人口減少と労働力不足が進む中、「頑張り方の多様性」を組織の力に変えるために、マネジャーや企業は何をすべきか――。労働者の働き方に詳しいニッセイ基礎研究所 生活研究部 ヘルスケアリサーチセンター ジェロントロジー推進室 上席研究員・金明中氏の視点から探る。

金 明中

ニッセイ基礎研究所 生活研究部 上席研究員・ヘルスケアリサーチセンター・ジェロントロジー推進室兼任亜細亜大学都市創造学部特任准教授。独立行政法人労働政策研究・研修機構アシスタント・フェロー、日本経済研究センター研究員を経て、2008年9月ニッセイ基礎研究所へ、2023年7月より現職。2022年4月より亜細亜大学都市創造学部特任准教授。

目次

静かな退職とカタツムリ女子——「会社のため」から「自分のため」へ

——近年、米国のTikTokなどSNS発信をきっかけに「静かな退職」や、オーストラリア発の「カタツムリ女子」といった言葉が急速に注目されました。金さんはニッセイ基礎研究所で「『静かな退職』と『カタツムリ女子』の台頭——ハッスルカルチャーからの脱却と新しい働き方のかたち」というレポートをまとめています。こうしたテーマに関心を持った背景を教えてください。

📖memo:カタツムリ女子

2023年ごろからSNSやメディアで広まったスラング。英語の “Snail Girl(スネイル・ガール)” は「ガールボス(Girlboss)=猛烈に働く生き方」から距離を置き、自分のペース・心身の健康・生活の余白を優先する女性像を指す。‍

 日本における生き方や働き方の価値観が大きく変化していると感じたことが背景にあります。2019年には、国主導の「働き方改革」(残業時間の上限規制や同一労働同一賃金の導入など)が始まりました。さらに2020年の新型コロナウイルス感染拡大が、その変化を加速させたと考えられます。同時期に海外では “quiet quitting(静かな退職)” という言葉がSNSで広まり、日本でも同様の傾向が見られるようになりました。「カタツムリ女子」もその一例です。
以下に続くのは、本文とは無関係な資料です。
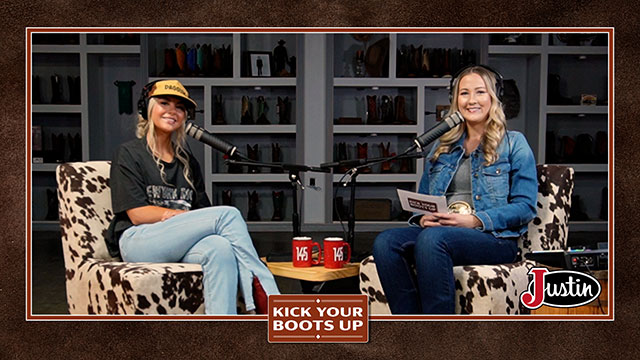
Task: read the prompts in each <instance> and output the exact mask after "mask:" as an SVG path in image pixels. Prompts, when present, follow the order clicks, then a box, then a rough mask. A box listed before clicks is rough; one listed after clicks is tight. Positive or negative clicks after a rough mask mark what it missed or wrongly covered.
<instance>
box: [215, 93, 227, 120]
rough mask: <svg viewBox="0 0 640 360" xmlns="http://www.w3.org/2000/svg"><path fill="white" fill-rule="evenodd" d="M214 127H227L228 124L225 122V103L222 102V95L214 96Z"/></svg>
mask: <svg viewBox="0 0 640 360" xmlns="http://www.w3.org/2000/svg"><path fill="white" fill-rule="evenodd" d="M213 108H214V115H213V125H225V124H226V123H227V122H226V121H225V120H224V103H223V101H222V94H218V95H214V96H213Z"/></svg>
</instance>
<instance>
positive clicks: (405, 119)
mask: <svg viewBox="0 0 640 360" xmlns="http://www.w3.org/2000/svg"><path fill="white" fill-rule="evenodd" d="M394 102H395V109H396V117H395V120H394V121H393V123H394V124H398V125H415V124H416V122H415V121H413V120H411V119H409V118H408V117H407V113H406V109H405V107H406V100H405V97H404V96H402V95H398V96H396V97H395V99H394Z"/></svg>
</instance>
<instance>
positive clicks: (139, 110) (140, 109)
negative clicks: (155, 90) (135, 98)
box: [138, 80, 162, 120]
mask: <svg viewBox="0 0 640 360" xmlns="http://www.w3.org/2000/svg"><path fill="white" fill-rule="evenodd" d="M158 81H162V80H156V81H152V82H150V83H148V84H147V85H145V86H143V87H142V91H141V92H140V99H139V100H138V114H140V115H142V118H143V119H145V120H147V112H148V108H149V93H150V92H151V89H153V85H154V84H155V83H157V82H158Z"/></svg>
——「静かな退職」は仕事を必要最低限にとどめる考え方ですが、「カタツムリ女子」は仕事以外の時間、つまりリラックスや友人との交流、趣味を大切にする価値観ですね。

 そうですね。彼女たちは自分のペースで、心地よいと感じる暮らしと働き方を大切にしています。決して仕事をやりたくないわけではなく、スキルアップや自己啓発には積極的に取り組みながらも、ワーク・ライフ・バランスを重視するのが特徴です。
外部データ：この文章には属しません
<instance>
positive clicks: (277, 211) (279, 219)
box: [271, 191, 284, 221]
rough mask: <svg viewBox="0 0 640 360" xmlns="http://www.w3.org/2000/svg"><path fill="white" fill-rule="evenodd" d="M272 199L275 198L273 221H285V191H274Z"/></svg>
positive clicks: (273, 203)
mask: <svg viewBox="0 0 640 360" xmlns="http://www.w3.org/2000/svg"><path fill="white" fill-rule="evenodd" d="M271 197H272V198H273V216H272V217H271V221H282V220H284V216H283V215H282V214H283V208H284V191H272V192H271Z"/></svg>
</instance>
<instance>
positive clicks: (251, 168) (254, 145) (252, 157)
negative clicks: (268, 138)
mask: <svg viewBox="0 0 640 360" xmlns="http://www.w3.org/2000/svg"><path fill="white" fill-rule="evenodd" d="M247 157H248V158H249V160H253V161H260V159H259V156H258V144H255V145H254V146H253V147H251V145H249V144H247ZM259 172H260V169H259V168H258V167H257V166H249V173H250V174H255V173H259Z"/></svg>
——「会社のため」ではなく、「自分のため」に働いているということですね。2016年の女性活躍推進法以降、積極的なキャリア志向が注目されましたが、「カタツムリ女子」はそうした「バリキャリ」とは対照的で、むしろ以前から多かった「同じ会社で長くコツコツ働く」女性像に近いかもしれません。

 はい。カタツムリ女子は以前から存在していましたが、これまでは組織内でメインストリームではありませんでした。かつては女性の生き方として結婚や出産が重視され、それ以外の選択肢は限られていました。しかし今の若い世代は、結婚・出産も多様な選択肢の一つとして捉えています。

「家族のために頑張る」よりも「自分のためにやりたいことをやり、それを楽しむ」働き方を重視する考えが広がっており、仕事だけでなく趣味や交流、休息といった"生活全体"を大切にする傾向が強まっています。こうした価値観の変化により、自分のペースで働くことが一つの生き方として社会に認知されるようになっています。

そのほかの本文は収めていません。